85年に解散した同バンドにとって、今回のライブは2004年に行われた再結成ライブ以来、14年ぶりとなる。会場では、来年2月2日から4月21日にかけて全国ツアーを行うことが発表された。
「若い世代には馴染みがないかもしれませんが、83年に『SUMMER SUSPICION』でデビューした杉山清貴&オメガトライブは80年代に大学生などの若者を中心に人気を博しました。当時は女子大生がトレンドの発信源だったのですが、オシャレなシティポップのバンドとして、流行の最先端だった彼女たちから絶大なる支持を得ていました。歌番組などに出演する際、杉山はいつもサングラスをかけていて、それがトレードマークでしたね。最大のヒット曲は85年にリリースされた『ふたりの夏物語』で、いまでもアラフォー世代のカラオケ人気が高いですよ」(音楽ライター)
解散後、杉山はシンガー・ソングライターとして独立。「さよならのオーシャン」や「最後のHoly Night」などの大ヒットを飛ばすが、90年代に入ると失速する。しかし、かつてほどの人気はなくなったものの、日本と第2の拠点であるハワイを行き来しながら、悠々自適の生活を送っている。
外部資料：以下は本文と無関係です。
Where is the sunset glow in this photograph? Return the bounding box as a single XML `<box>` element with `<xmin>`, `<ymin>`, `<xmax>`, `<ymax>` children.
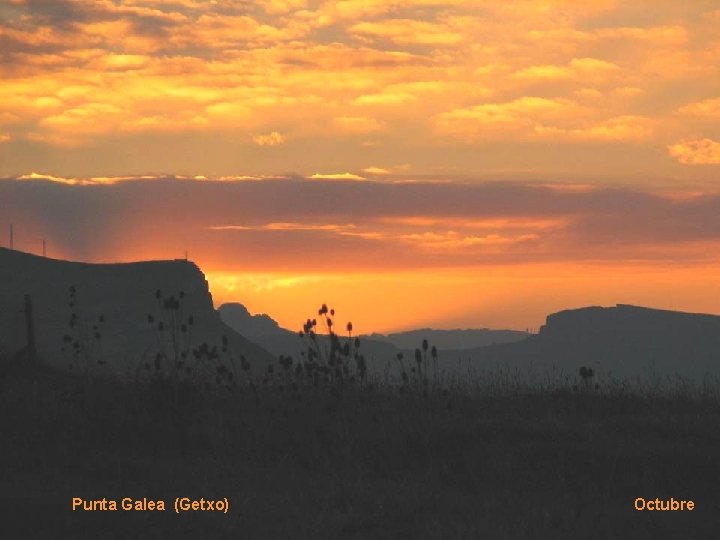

「オメガトライブ時代のヒット曲はプロの作家の提供によるものだったので、大した収入にはならなかったかもしれませんが、ソロになってからのヒット曲は自作なので、大いに稼いだはず。長らくヒット曲はありませんが、現在でもレコード会社との契約は切れていないし、カラオケ印税だって入ってくるでしょうから、生活には困窮していないようです。バンドの再結成というと、カネに困ってというパターンがほとんどですが、杉山に限ってはそれはなさそうですね。ただ、もしかしたら最近の70~80年代のシティポップ再評価の動きに便乗しようとしているのかもしれません」(同)
実はいま、欧米の音楽マニアの間で、70~80年代の日本のシティポップがもてはやされている。そして、そうした動きが逆輸入される形で、わが国でも当時のシティポップを再評価する気運があるのだ。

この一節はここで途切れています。